After I have implemented a full text search function in my application using Sqlite and FTS tables I would be interested in a performant way of retrieving the FULL inverted index out of my FTS table. In effect - I would need a result table including a mapping between all terms -> docid's -> number of occurences.
Following the Sqlite FTS documentation - after the creation of the tables
-- Create an FTS4 table
CREATE VIRTUAL TABLE ft USING fts4(x, y);
-- Create an fts4aux table to access the full-text index for table "ft"
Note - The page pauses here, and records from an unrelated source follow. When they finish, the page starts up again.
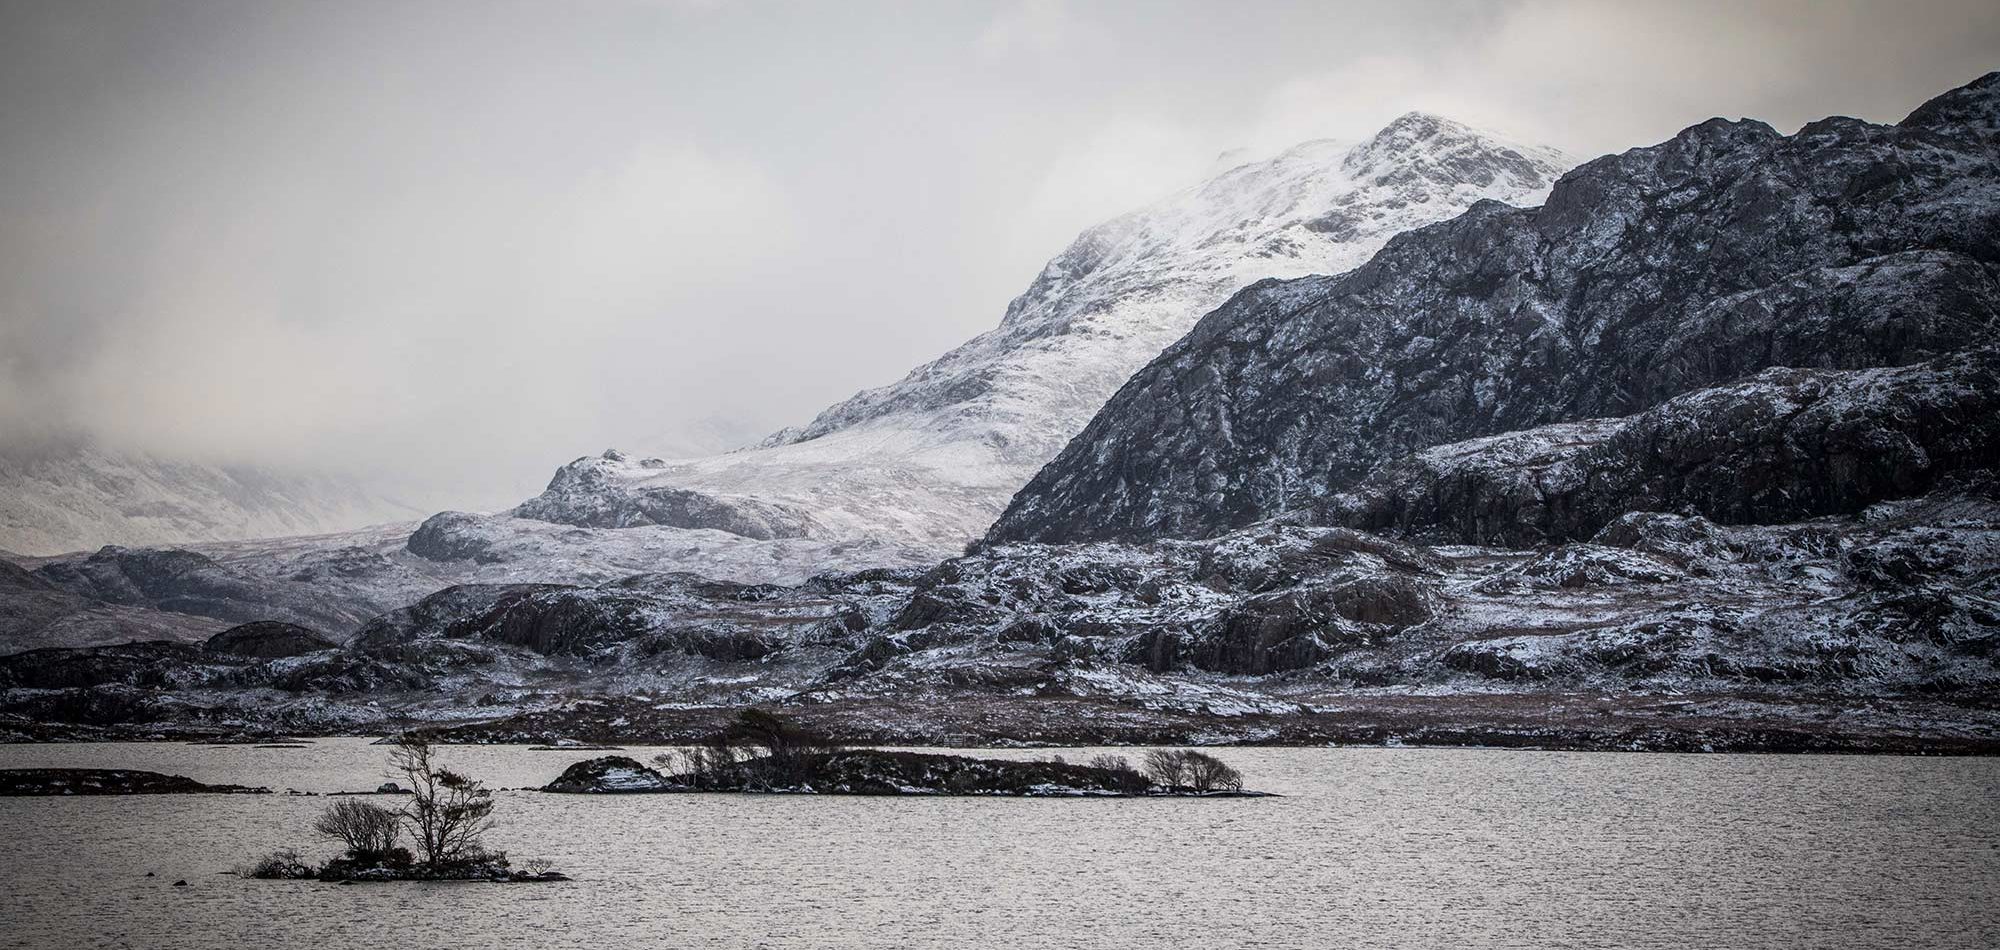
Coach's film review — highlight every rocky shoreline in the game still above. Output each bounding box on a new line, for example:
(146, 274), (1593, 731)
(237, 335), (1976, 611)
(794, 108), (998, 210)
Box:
(3, 690), (1996, 755)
CREATE VIRTUAL TABLE ft_terms USING fts4aux(ft);
... and content insertion ...
INSERT INTO ft(x, y) VALUES('Apple banana', 'Cherry');
INSERT INTO ft(x, y) VALUES('Banana Date Date', 'cherry');
INSERT INTO ft(x, y) VALUES('Cherry Elderberry', 'Elderberry');
... instead of having just terms and number of occurences over all documents like in the FTS AUX table...
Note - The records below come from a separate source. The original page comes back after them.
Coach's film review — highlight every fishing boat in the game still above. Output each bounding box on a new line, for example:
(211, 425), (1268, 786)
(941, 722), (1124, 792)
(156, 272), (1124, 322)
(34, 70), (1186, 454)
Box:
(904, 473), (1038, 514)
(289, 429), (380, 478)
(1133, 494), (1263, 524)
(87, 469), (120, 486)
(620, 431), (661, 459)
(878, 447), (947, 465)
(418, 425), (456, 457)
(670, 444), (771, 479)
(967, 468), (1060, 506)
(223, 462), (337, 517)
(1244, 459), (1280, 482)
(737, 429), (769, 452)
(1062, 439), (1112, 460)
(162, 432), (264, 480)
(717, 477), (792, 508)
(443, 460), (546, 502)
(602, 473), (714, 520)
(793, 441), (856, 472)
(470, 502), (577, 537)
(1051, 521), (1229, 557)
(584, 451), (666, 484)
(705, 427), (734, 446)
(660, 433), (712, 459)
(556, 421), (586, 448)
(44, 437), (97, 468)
SELECT term, col, documents, occurrences FROM ft_terms;
-- apple | * | 1 | 1
-- apple | 0 | 1 | 1
-- banana | * | 2 | 2
-- banana | 0 | 2 | 2
-- cherry | * | 3 | 3
-- cherry | 0 | 1 | 1
-- cherry | 1 | 2 | 2
-- date | * | 1 | 2
-- date | 0 | 1 | 2
-- elderberry | * | 1 | 2
-- elderberry | 1 | 1 | 1
-- elderberry | 1 | 1 | 1
My result should look like the table below:
Term |col |docid| occurences
------------------------------------------
-- apple | 0 | 1 | 1
-- banana | 0 | 2 | 1
-- cherry | 0 | 3 | 1
-- cherry | 1 | 1 | 1
-- cherry | 1 | 2 | 1
-- date | 0 | 2 | 2
-- elderberry | 0 | 3 | 1
-- elderberry | 1 | 3 | 1
I'm still not sure if a simple match query over all terms in the document collection is effective enough - maybe there is a more direct way?